On Tuesday night, the Wildcats took a significant step forward at the other end of the floor.
“I’d say we’ve been fighting,” Jamal Murray said. “We’ve been playing together more and trusting each other more on defense. That’s our biggest thing. We just communicate a lot more and been focusing a lot.”
UK scarcely allowed visiting Georgia an inch to operate in a dominant 82-48 victory. The No. 22/21 Cats (18-6, 8-3 Southeastern Conference) held the Bulldogs (13-9, 6-5 SEC) to 22-percent shooting and 0.75 points per possession, UK’s best defensive total of the season. And most incredibly, UK kept Georgia from making a field goal for an incredible stretch of nearly 18 minutes during which the Bulldogs missed 22 straight shots.
“It just snowballed on us and we could never recover,” Georgia head coach Mark Fox said.
UK is now looking for a similar snowball effect, as the performance came on the heels of another good one on Saturday when UK held Florida to 61 points.
“I mean one guy starts bringing energy and it’s like it’s just going downhill, everybody else is going to come with it, and if you don’t then Coach is probably going to take you out because once you hit that level you don’t want it to stop,” Derek Willis said. “You want it to keep going and going. It’s just how it is.”
Sustaining that defensive momentum is key because it wasn’t long ago that UK was on a similar roll. The Cats stymied Vanderbilt and Missouri in back-to-back wins two weeks ago before Kansas and Tennessee solved them in two lackluster defensive outings.
“It was weird because we were playing so good defensively and maybe we started working on offense and doing a couple other things, different actions and just kinda got away from defense,” said Willis, who had 11 points and six rebounds to continue his emergence in SEC play.
The offense took a step forward, but it turned out to be at the cost of UK’s defense. John Calipari wasn’t about to let that go on any longer.

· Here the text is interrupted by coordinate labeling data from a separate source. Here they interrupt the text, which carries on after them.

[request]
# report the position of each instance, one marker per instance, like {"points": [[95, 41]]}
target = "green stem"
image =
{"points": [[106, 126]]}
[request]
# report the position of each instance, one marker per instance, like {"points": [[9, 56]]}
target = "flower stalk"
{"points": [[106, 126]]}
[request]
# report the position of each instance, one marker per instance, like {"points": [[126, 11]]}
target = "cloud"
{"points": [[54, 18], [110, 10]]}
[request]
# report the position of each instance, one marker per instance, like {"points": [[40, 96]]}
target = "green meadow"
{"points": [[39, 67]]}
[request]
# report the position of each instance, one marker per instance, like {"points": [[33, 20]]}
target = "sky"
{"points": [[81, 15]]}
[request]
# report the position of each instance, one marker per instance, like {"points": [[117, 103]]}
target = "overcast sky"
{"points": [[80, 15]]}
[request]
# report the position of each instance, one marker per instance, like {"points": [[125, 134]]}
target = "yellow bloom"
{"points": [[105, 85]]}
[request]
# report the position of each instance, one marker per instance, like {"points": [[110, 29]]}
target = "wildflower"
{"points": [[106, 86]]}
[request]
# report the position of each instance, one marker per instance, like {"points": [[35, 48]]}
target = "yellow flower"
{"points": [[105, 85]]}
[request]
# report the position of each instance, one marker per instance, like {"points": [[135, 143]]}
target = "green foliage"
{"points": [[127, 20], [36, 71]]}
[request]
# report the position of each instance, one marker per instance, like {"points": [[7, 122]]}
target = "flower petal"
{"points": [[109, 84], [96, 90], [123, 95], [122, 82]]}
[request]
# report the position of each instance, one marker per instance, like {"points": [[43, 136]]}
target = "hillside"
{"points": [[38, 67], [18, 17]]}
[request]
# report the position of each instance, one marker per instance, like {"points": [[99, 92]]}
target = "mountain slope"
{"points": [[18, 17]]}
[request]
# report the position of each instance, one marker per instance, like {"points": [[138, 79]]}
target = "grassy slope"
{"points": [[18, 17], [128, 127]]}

“Now we’re back playing defense, and if you walked in our practice, you’re not seeing us play much offense,” Calipari said. “We’re really working on our team defense, the ability to fight through a possession, to finish off a possession, to scramble, to not only play your man, play one more, the stuff we normally teach here. So you see them, like I said, if you make it an emphasis, they will do it.”
On Tuesday, that defensive emphasis even paved the way for some offense.
UK forced Georgia into 15 turnovers, as the Wildcat backcourt badly outplayed the Bulldogs experienced trio of Kenny Gaines, J.J. Frazier and Charles Mann. The Cats scored 15 points off turnovers and 10 on fast breaks.
“We’re just letting our defense translate to our offense and getting out on the break and outrunning teams with our speed and our guards and our bigs that can run,” Murray said. “We’re just really focused on finishing defensive plays and getting after it.”
Finishing was no issue for Murray on either end of the floor. On the heels of a 35-point explosion, Murray went for another 24 points, burying 6-of-10 3-point attempts.
“I’m just finally hitting shots,” Murray said. “I don’t really feel like I’m hot or anything. I’m just hitting timely baskets, hitting open shots that I should be making and just trying to get open.”
Murray, as good a shooter as he may be, likely won’t continue to hit from the outside at the 14-for-20 clip he has in his last two games, but he and his team don’t want to let this short-term roll stop.
“We just gotta keep our energy going, keep our momentum going and translate our energy to our next game,” Murray said. “Have good practices and good shootarounds and make sure we’re locked in on what Coach is saying. … We just gotta stay focused and stay in the right state of mind.”